Jika Gunung Agung berdampak 1 juta kunjungan, dalam masa 6 bulan, dari September 2017 sampai April 2018, maka gempa kali ini lebih dalam lagi, diperkirakan juga sekitar 1 juta wisman. Ditambah polemik yang sudah meluas itu, akan semakin berat buat industri di Bali.

"Dari grafik angka kunjungan sangat jelas terlihat. Juli 2018 dan Agustus 2018 itu kita masih on track, masih on target. Juli tercapai 110%, Agustus 100,8%, rata-rata di atas 1,5 juta kunjungan per bulan. Tanggal 5 Agustus gempa di Rinjani, sampai harus mengevakuasi wisman Thailand dan Malaysia. Tanggal 19 Agustus 2018 gempa besar 7 SR, itulah yang menekan angka kunjungan di bulan September 2018" jelas Menpar Arief Yahya.

Angka kunjungan September 2018 langsung anjlok, hanya 1,35 juta, atau hanya tercapai 75% dari proyeksi. Sudah begitu, Bali dilanda isu yang tidak menyenangkan di pasar China yang sedang bertumbuh itu. Maka bulan Oktober 2018, turun lebih drastis lagi. Dari 193 ribu di bulan Oktober 2018, diperkirakan tinggal 50%nya saja di November 2018.

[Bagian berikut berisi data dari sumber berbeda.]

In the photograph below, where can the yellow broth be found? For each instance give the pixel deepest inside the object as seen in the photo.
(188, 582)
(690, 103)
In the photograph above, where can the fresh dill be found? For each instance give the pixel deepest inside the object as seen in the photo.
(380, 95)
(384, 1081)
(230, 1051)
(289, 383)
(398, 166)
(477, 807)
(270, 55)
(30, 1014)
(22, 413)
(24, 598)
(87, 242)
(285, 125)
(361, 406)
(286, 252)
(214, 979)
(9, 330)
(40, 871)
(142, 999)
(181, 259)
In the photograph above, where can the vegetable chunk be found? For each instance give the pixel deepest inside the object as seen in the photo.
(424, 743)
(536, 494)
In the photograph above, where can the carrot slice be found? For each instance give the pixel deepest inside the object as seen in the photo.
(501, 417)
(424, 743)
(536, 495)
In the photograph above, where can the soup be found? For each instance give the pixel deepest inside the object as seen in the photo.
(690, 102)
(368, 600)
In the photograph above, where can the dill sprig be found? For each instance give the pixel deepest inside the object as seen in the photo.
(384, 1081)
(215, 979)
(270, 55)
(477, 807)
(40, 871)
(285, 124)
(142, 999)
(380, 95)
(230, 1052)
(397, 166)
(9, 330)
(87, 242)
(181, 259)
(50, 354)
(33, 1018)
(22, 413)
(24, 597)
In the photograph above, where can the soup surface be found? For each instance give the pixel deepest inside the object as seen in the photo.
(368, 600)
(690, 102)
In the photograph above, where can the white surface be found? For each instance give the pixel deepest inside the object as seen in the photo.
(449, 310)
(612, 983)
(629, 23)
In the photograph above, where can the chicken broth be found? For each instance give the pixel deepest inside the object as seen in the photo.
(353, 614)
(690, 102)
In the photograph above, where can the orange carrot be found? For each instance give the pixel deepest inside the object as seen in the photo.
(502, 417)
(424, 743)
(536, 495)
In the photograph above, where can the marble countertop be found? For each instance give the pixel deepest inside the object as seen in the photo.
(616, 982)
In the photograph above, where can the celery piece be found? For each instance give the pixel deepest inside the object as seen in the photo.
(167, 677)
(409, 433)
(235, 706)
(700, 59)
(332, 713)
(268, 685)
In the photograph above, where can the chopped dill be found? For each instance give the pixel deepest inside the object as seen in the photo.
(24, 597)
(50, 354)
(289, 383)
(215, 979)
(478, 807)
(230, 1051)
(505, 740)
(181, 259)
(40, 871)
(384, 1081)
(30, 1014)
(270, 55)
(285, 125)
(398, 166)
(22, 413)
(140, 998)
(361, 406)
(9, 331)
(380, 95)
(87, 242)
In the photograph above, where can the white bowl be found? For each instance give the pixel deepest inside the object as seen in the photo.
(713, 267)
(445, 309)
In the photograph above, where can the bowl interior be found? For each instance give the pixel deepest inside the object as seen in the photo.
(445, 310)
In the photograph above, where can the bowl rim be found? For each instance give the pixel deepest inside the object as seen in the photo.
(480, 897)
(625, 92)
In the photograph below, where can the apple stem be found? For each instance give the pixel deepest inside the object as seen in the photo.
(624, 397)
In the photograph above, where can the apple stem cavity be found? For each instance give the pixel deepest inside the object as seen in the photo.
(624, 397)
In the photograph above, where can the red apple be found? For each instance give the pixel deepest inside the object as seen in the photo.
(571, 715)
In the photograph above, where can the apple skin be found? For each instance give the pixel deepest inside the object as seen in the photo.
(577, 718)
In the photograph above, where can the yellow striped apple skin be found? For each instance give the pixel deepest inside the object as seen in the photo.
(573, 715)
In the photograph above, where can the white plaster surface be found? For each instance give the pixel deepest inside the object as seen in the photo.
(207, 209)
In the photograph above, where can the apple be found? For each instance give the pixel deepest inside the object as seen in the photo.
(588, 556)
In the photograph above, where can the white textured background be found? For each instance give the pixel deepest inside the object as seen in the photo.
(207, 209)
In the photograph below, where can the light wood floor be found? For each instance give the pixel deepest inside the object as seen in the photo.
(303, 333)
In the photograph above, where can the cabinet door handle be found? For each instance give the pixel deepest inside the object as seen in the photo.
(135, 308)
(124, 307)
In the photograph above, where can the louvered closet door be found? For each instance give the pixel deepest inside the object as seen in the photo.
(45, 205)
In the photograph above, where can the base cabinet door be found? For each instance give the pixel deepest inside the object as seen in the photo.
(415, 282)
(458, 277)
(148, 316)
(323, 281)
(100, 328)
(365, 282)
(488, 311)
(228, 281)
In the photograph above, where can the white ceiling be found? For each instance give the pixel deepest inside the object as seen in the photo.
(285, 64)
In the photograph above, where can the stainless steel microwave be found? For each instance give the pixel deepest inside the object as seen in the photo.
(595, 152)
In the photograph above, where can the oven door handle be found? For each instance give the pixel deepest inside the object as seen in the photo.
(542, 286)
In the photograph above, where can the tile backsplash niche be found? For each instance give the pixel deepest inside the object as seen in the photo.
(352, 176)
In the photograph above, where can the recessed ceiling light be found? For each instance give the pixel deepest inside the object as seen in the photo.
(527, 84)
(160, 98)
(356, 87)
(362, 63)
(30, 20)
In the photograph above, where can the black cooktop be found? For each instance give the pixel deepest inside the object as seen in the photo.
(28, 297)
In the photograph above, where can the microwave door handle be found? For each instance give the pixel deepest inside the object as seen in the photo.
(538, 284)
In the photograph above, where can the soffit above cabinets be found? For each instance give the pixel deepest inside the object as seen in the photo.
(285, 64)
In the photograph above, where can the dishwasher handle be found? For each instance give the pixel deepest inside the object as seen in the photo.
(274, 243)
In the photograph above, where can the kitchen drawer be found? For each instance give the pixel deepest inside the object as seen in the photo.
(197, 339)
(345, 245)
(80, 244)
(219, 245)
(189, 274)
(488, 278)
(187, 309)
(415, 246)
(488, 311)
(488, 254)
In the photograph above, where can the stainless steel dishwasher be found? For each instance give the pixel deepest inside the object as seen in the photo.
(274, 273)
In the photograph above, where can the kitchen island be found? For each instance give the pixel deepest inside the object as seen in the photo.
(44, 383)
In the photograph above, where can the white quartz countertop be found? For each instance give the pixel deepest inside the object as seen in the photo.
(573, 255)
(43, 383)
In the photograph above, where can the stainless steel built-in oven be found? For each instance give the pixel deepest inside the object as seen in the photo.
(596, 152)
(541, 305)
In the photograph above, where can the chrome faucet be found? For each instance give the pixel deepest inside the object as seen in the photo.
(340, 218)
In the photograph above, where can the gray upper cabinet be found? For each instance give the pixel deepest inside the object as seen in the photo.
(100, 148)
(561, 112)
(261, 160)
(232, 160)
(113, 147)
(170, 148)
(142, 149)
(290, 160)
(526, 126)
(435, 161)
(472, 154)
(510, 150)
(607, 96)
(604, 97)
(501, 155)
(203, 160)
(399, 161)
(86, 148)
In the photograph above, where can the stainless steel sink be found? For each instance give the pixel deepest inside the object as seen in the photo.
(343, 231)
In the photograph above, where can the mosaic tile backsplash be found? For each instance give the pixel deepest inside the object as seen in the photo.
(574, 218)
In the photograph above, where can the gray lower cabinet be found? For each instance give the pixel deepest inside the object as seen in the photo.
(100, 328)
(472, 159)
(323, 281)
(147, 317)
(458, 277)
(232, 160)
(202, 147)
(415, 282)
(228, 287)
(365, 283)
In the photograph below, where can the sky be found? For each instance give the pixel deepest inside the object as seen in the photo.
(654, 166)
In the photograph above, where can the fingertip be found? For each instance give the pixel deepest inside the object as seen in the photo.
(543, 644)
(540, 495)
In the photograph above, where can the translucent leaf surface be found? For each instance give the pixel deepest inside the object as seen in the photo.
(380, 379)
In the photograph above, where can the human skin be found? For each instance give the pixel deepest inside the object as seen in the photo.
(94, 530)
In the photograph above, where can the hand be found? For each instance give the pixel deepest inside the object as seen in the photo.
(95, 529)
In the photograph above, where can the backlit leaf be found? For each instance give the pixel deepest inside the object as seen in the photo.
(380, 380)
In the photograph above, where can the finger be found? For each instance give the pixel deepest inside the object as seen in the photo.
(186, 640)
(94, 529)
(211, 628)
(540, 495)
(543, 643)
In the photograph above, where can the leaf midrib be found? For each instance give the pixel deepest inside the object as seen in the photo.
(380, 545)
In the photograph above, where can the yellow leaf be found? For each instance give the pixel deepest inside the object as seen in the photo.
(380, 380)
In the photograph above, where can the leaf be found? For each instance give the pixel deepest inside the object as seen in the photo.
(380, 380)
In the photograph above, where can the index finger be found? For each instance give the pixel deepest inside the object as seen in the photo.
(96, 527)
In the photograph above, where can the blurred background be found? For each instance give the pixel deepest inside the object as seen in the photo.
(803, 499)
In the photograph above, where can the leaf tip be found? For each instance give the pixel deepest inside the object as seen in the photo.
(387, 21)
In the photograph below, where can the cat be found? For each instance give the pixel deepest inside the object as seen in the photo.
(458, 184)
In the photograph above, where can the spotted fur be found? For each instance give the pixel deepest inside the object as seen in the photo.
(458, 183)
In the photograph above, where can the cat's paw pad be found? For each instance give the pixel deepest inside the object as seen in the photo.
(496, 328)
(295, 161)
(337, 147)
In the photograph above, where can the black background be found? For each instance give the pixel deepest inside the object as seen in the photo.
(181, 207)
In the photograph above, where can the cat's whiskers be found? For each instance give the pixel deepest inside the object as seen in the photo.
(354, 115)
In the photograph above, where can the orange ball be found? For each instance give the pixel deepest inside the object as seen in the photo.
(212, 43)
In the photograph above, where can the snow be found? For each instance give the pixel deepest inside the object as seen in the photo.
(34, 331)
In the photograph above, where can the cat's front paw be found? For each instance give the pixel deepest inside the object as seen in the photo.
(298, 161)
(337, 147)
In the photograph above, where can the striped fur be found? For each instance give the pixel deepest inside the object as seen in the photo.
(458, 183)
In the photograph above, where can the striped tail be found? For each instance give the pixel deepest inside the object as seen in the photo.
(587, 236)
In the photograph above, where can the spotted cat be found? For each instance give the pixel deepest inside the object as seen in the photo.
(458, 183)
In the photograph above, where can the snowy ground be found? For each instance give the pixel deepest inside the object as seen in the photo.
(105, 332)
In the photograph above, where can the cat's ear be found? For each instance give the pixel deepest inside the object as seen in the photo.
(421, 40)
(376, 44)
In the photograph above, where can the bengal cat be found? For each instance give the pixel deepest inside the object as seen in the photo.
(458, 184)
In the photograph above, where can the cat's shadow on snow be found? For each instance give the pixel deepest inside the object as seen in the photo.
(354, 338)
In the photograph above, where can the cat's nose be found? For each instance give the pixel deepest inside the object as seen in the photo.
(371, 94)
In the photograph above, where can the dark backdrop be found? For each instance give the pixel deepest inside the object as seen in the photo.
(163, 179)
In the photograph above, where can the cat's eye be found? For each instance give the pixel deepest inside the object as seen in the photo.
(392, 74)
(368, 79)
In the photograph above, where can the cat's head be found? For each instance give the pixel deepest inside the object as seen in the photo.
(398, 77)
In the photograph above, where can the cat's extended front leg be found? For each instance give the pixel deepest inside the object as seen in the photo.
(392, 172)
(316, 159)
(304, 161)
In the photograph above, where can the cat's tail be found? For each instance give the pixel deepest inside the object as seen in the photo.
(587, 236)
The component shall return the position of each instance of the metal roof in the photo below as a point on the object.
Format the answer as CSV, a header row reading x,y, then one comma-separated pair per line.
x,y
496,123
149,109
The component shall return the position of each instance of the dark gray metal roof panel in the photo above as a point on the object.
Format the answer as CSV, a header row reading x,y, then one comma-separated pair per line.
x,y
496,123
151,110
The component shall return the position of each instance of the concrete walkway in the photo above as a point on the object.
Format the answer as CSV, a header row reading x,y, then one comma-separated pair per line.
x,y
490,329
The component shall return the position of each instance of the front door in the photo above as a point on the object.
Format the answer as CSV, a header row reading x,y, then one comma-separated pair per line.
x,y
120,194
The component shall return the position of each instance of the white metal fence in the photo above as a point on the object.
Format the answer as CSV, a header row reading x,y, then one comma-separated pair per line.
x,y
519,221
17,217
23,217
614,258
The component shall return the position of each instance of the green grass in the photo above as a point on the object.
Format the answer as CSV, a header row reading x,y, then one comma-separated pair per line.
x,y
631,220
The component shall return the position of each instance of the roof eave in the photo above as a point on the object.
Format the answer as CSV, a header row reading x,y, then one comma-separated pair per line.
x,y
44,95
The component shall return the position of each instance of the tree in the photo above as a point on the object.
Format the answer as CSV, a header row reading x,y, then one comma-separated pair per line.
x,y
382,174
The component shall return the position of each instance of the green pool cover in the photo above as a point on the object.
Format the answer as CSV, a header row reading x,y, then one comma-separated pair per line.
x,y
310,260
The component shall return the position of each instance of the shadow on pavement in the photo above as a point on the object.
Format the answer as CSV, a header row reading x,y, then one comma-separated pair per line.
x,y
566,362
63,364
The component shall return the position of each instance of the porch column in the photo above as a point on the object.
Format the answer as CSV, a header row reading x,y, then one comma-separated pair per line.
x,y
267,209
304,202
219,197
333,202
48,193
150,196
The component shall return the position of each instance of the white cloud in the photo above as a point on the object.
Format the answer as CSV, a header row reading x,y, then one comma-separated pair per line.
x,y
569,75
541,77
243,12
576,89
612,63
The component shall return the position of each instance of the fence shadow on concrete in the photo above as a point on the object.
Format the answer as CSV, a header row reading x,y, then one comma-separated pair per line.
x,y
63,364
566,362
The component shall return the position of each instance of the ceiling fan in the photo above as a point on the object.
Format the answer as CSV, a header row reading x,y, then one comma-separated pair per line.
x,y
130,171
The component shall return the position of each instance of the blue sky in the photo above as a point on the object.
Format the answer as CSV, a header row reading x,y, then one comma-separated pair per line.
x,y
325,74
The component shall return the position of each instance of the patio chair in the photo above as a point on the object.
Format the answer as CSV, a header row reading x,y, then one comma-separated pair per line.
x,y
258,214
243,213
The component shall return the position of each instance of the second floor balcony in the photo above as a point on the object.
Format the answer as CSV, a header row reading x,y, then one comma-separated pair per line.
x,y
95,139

Karena sudah menyentuh di angka kunjungan wisman Tiongkok, Arief Yahya pun ikut bersedih. Itu mengingatkan saat terjadi erupsi Gunung Agung September 2017 lalu. Pemerintah China mengeluarkan Travel Warning, sehingga pada Oktober, November, Desember 2017 sedikit sekali wisman China yang mengunjungi Bali.